15 April in the History

April 15, 2022, the 105th day of the year, with 260 days left.

titanic-newspaper.jpg

Date of April 15th Highlight in History: On April 15, 1912, the British luxury liner RMS Titanic sank in the North Atlantic off the coast of Newfoundland more than 2 1/2 hours after colliding with an iceberg; 1,514 passengers perished, while only half that many survived.

15 April in History Titanic Sank

On this date in 1865, President Abraham Lincoln died nine hours after being assassinated the night before at Ford’s Theatre in Washington by John Wilkes Booth; Andrew Johnson became the nation’s 17th president.

The Edison Electric Light Co. and other enterprises merged to become General Electric Co. in Schenectady, New York, in 1892.

During WWII, British and Canadian forces freed the Nazi detention camp Bergen-Belsen in 1945. President Franklin D. Roosevelt was laid to rest on April 12 at the Roosevelt family residence in Hyde Park, New York.

On opening day at Ebbets Field in 1947, Jackie Robinson, baseball’s first Black major league player in the modern era, made his official debut with the Brooklyn Dodgers. (The Los Angeles Dodgers defeated the Boston Braves 5-3.)

Ray Kroc established the first franchised McDonald’s restaurant in Des Plaines, Illinois, in 1955.

Members of the Symbionese Liberation Army held up a branch of the Hibernia Bank in San Francisco in 1974; one of the group’s members was SLA abduction victim Patricia Hearst, who was now going by the name “Tania” (Hearst subsequently alleged she’d been compelled to participate).

In 1989, 96 soccer fans were killed in a crush at Hillsborough Stadium in Sheffield, England.

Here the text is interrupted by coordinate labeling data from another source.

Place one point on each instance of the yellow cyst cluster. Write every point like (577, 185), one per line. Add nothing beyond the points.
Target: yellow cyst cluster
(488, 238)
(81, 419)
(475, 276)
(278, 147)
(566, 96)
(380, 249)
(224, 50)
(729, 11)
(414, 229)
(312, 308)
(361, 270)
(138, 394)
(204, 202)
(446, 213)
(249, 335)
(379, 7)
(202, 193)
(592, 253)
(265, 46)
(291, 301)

Students in Beijing began a series of pro-democracy rallies, which culminated in a government crackdown in Tiananmen Square.

Pol Pot, the deadly Khmer Rouge commander, died in 1998 at the age of 72, eluding punishment for the killings of 2 million Cambodians.

Tens of thousands of demonstrators attended “tea parties” around the country in 2009, fueled by conservative pundits and bloggers, to tap into the collective frustration caused by a terrible economy, government expenditures, and bailouts.

Two pressure-cooker bombs exploded at the Boston Marathon finish line in 2013, killing two adults and an 8-year-old boy and wounding over 260 others. Tamerlan Tsarnaev (TAM’-ehr-luhn tsahr-NEYE’-ehv) was killed in a gunfight with police, while his brother, Dzhokhar Tsarnaev (joh-HAHR’ tsahr-NEYE’-ehv), was tried, convicted, and sentenced to death. (A federal appeals court overturned the death penalty, but the Supreme Court reinstated it in March 2022.)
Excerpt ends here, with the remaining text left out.